"Take out my rifle, then--and pick some buckshot cartridges to fit the bore of all the double guns. Frank's got his rifle; so you can take my heavy single gun--your gauge is 17, A---, quite too small for buckshot; mine is 11, and will do its work clean with Ely's cartridge and pretty heavy powder, at eighty-five to ninety yards. Tom's bore is twelve, and I've brought some to fit his old double, and some, too, for my own gun, though it is almost too small!"

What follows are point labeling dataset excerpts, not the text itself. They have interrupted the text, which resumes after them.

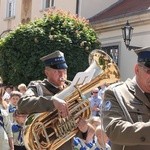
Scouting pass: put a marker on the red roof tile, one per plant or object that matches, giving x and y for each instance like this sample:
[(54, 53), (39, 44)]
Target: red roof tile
[(122, 8)]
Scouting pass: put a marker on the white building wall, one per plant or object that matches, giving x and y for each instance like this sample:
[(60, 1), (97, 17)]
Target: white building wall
[(127, 59), (89, 8)]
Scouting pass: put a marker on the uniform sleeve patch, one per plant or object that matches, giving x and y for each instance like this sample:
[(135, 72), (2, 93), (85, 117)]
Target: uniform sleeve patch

"What gauge is yours, Harry?"
"Fourteen; which I consider the very best bore possible for general shooting. I think the gunsmiths are running headlong now into the opposite of their old error--when they found that fifteens and fourteens outshot vastly the old small calibres--fifty years since no guns were larger than eighteen, and few than twenty; they are now quite out-doing it. I have seen late-imported guns of seven pounds, and not above twenty-six inches long, with eleven and even ten gauge calibres! you might as well shoot with a blunderbus at once!"

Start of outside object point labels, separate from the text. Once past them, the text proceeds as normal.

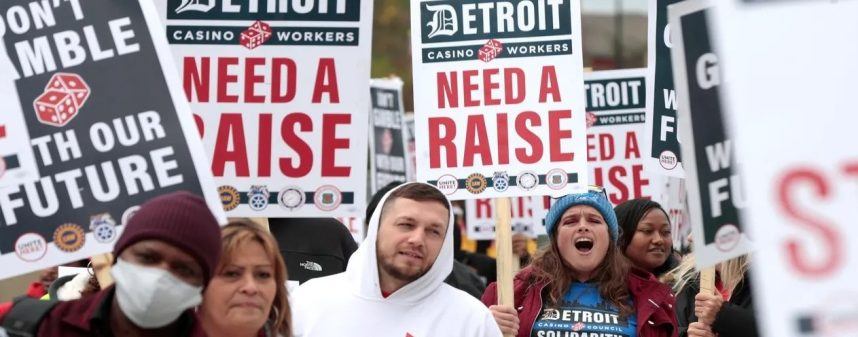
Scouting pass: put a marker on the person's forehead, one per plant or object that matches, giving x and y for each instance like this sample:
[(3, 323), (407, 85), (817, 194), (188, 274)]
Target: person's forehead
[(428, 210), (166, 250)]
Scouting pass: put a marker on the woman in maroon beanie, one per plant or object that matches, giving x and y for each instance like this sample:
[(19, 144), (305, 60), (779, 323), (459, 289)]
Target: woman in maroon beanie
[(165, 257)]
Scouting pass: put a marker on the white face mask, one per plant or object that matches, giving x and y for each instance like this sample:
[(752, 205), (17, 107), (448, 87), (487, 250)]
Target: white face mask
[(152, 297)]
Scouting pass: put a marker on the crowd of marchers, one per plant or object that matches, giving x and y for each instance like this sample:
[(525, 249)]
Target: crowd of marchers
[(606, 271)]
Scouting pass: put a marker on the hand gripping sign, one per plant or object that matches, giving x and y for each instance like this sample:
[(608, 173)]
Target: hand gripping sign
[(796, 143)]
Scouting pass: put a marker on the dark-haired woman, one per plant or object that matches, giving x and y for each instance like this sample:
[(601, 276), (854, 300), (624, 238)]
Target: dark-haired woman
[(581, 282), (645, 236)]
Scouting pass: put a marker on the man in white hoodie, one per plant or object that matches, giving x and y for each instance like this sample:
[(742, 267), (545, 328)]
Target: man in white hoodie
[(394, 283)]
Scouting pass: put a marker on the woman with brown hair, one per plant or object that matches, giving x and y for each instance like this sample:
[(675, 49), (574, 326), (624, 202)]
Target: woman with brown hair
[(581, 283), (247, 296)]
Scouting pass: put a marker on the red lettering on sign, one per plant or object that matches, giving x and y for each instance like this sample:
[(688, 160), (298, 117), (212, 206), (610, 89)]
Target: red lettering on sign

"They would tell at cock in close summer covert," answered A---.
"For a man who can't cover his bird they might," replied Harry; "but you may rely on it they lose three times as much in force as they gain in the space they cover; at forty yards you could not kill even a woodcock with them once in fifty times, and a quail, or English snipe, at that distance never!"
"What do you think the right length and weight, then, for an eleven bore?"
"Certainly not less than nine pounds, and thirty inches; but I would prefer ten pounds and thirty-three inches; though, except for a fowl-gun to use in boat-shooting, such a piece would be quite too ponderous and clumsy. My single gun is eleven gauge, eight pounds and thirty-three inches; and even with loose shot executes superbly; but with Ely's green cartridge I have put forty BB shot into a square of two and a half feet at one hundred and twenty-five yards; sharply enough, too, to imbed the shot so firmly in the fence against which I had fixed my mark, that it required a good strong knife to get them out. This I propose that you should use to-morrow, with a 1 1/2 oz. SG cartridge, which contains eighteen buck-shot, and which, if you get a shot any where within a hundred yards, will kill him as dead, I warrant it, as an ounce bullet."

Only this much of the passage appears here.